Being Famous Would Be Awful and Why It’s Ok Nobody Will Remember You

famous

One of the real bummers about transitioning from a hopeful 8-year-old kid to a statistically unexceptional adult for 99.99% of us is at some point we have the realization that we never became famous. This is another way of saying we weren’t good enough at anything for most people to notice, or we never got around to making a sex tape. It’s usually one of those.

Disclaimer: Mrs. Burrito Bowl is in charge of where commas and swear words should and should not go. Since we are now in full control of a six week old baby, and up to this point our largest responsibility has been house plants, she has not had the chance to proofread this post. Add or subtract your own commas as you, wish.  Back to the article.

Our entire childhood of imagining ourselves to be main characters on the world stage turned out to be nothing more than fleeting thoughts for the vast majority of us. Most of us spent our childhood imagining ourselves in the central roles, most likely giving zero imagination time to whatever career we actually have as adults.

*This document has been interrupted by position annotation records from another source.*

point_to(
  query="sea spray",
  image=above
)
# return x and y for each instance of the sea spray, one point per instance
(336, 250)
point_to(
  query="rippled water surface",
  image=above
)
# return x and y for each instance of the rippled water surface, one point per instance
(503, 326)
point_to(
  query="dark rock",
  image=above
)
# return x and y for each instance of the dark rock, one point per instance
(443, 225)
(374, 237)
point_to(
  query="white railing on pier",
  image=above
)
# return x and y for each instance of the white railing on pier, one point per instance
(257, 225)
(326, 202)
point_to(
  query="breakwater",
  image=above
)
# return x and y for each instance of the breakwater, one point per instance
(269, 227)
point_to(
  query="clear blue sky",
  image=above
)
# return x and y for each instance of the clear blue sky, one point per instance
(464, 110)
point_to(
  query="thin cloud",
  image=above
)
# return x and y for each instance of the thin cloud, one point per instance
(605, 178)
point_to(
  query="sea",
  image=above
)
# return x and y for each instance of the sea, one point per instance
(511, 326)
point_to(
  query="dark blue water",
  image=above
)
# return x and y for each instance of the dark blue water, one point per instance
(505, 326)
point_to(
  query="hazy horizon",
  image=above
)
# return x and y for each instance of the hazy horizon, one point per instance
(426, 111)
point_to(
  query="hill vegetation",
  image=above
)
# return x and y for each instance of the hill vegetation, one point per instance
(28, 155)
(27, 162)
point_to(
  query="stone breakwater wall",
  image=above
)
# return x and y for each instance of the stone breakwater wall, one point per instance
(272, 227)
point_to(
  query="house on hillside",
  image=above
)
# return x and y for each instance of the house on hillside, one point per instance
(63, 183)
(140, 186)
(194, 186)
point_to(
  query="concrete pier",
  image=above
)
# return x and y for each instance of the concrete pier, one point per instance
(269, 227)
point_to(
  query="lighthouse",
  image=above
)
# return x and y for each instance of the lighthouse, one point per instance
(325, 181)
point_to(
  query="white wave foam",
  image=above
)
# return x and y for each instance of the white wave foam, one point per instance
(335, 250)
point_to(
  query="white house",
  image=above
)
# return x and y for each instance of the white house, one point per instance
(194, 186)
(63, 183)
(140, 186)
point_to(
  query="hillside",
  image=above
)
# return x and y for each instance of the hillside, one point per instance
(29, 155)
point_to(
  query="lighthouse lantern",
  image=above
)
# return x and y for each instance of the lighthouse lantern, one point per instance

If you think about it for very long it’s almost as if our entire adult lives are nothing more than one big failure of continually letting down our childhood self.

But there’s good news—at least we’ll eventually die and everyone will forget our shame.

More good news—kids are idiots. So, kind of who cares what your 8-year-old self thought life would be like.

Almost nothing we do in life matters to anyone outside of a select small group of people who know us. This is decidedly not what we imagined for ourselves as children. It’s not even what we imagine for ourselves as adults, but here we are.

Here’s the thing though, being famous would suck and there is no historical highlight reel.

There are two types of ‘famous’ for argument’s sake in this post. Those who go down in history and those who are famous in our current time. For no particular reason, I’m going to point out why neither one of those types of fame is worth aspiring for.

Going Down in the History Books

The only people who read history books, in any great quantity, are children, and only because we force them. Because children are lovable idiots, they don’t care about historical figures.

Adults have a better appreciation for historical figures, but since nobody is forcing us to read history books, we hardly ever think about them.

Key Takeaway: Even if you do make it into the history books, only snot-nosed kids are reading about you.

Most people who do make it into the history books are only remembered for a few hundred years. Those we do remember for longer, like Alexander the Great, are probably more myth than real humans.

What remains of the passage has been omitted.